I've come to a 'dead end'. Going nowhere, stuck in the same ruotines with no job, driving, school, friends, or boyfriend, or even really supportive family members. I have the power to change everything in my life, especially my thoughts and feelings.

_I just decided enough is enough. I can't live this way. _Today, right now, sitting at the desk typing this and alittle bit before it just shook me, took hold of me, this idea. Wake up! You've got your whole life ahead of you. Negative thinking doesn't change anything, it doesn't help you, it is USELESS in life. I'm keeping myself back, I mean, who else would give me permission to live life the way I want to? Noone, just *me*.
Why has it taken me so long to realize this?

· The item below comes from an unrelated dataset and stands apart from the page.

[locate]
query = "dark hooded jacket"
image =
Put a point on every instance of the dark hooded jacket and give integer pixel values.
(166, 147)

*Attitude is everything, nothing else matters. *

It's a choice of how to react, there is no right way/wrong way, it's all a matter of personal choice.


----------



## Guest (Sep 3, 2006)

I agree. I've gotten myself in the habit of not having negative thoughts anymore even when things are bad. Before I would get upset and curse people or things in my head, but that gets you nowhere! Now whenever I start doing that, I usually catch myself and I turn it around. I've surprised myself with how I've been able to do this. I'm not saying I never get depressed or have negative thoughts, but I do pretty good at shutting them out.


----------



## Buerhle (Mar 6, 2006)

:agree 

I was going to say more, but you said it all I think. I def need to be more positive.


----------



## chiz (Aug 17, 2006)

Yeah,

It is really up to us on how we want to live our lives. We can live it happily if we want to. We just have to set it in our mind that we want to be positive. Once we have set this and make it a strong desire, we'll be able to make it. Living a positive life could be our motivation to do it and put away our negative thoughts.

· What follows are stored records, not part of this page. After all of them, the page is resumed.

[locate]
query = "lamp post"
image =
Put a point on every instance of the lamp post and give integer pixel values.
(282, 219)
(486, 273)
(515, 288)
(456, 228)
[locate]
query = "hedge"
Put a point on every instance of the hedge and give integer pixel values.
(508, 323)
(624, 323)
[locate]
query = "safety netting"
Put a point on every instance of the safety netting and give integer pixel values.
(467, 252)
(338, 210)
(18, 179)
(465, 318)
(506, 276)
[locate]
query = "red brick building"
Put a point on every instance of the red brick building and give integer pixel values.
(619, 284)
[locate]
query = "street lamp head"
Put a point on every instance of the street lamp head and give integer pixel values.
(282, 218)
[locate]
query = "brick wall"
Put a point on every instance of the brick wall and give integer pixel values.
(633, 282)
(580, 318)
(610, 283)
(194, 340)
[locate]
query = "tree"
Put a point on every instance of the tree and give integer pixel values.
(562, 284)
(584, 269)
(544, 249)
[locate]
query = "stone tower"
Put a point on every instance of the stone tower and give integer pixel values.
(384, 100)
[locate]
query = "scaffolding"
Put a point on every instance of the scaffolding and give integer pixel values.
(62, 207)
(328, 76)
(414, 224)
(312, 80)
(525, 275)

GOod thing that you have finally realized this.


----------



## Prodigal Son (Dec 11, 2005)

Great thread, couldn't agree more...not really adding much just saying positive attitude is key. There are positives in everybody's life, focus on them and the negatives are just challenges and experiences you can learn and grow from.


----------



## Maike (Sep 29, 2004)

Couldn't agree more...

We really are in control of our lives and we have the power to change them for the better, we deserve the life that we dream of.


----------